В назначенный час меня, завернутого в простыню, сажают на колени к доктору Пелажи; я оказываюсь в привычной обстановке каждодневных гастрономических раздоров и ссор, а чудаковатый доктор садится на стул напротив меня, укрепляет у себя на лбу зеркальце о лампочкой и сразу становится похож на углекопа, который сейчас спустится в шахту. Потом он хватает какой-то неведомый мне аппарат, велит мне «как будто ты смеешься» пошире открыть рот, а маму просит выйти из кухни. На этом всякое сходство с увеселительной прогулкой кончается. Я доверчиво раскрываю рот, и тут же мои челюсти крепко схватывает зловещий аппарат, и толстые пальцы рассеянного добряка завертывают винт. Моим челюстям уже не закрыться, аппарат растягивает их, Пелажи держит меня мертвой хваткой. На этот раз в ловушку попал я. Вот уже во рту у меня щипцы, меня пронзает страшная боль. Кухня мгновенно превращается в бойню. Вытащив у меня изо рта свои варварские клещи, этот дикарь подставляет мне миску, и я извергаю в нее потоки крови и клочья мяса; это приводит меня в совершеннейший ужас. Вслед за клещами в нос мне запускается что-то вроде крючка; мне кажется, что он проникает мне в самый мозг; боль становится, если это возможно, еще страшнее. Я хриплю, я обливаюсь кровью, миска полна до краев, сейчас я умру в лапах палача-зубоскала и его приспешника. На этот раз все меня предали.

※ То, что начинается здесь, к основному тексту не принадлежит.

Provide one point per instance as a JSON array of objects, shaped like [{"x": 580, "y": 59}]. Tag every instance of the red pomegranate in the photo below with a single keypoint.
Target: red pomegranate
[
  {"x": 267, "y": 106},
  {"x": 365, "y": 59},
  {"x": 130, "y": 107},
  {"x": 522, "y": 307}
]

Пытка, я думаю, заняла недолгое время, но мне оно показалось вечностью, сквозь пелену слез я вижу, как все вокруг становится красным: миска, полная моей крови, простыня, салфетки, вцепившиеся в меня руки — всё в крови. Но, несмотря ни на что, сознания я не теряю и испытываю ярость при мысли о том, как гнусно меня обманули. Наконец отвратительная распорка выдернута у меня изо рта. Я выплевываю последние сгустки крови. Боль раздирает горло и нос, чудовищная резкая боль, как будто у меня сплошная рана. Вбегает мама, с искаженным от страха лицом хватает меня на руки и уносит из кухни. Я и на маму сильно обижен, но вот я вспоминаю, что мне обещано мороженое, и уже ищу ей оправдания. Наверно, она тоже была обманута добродушными повадками этого
невоспитанного типа, и теперь мне зачтется за все мои муки... Эти тактические соображения мелькают у меня в голове, когда я в полуобморочном состоянии лежу в постели; боль понемногу становится не такой острой, меня охватывает безграничная усталость. Вскоре в самом деле появляется обещанное мороженое, потом в постель мне приносят принадлежащего кондитеру черного кота, и это немного примиряет меня с окружающим миром, который только что был таким жестоким ко мне.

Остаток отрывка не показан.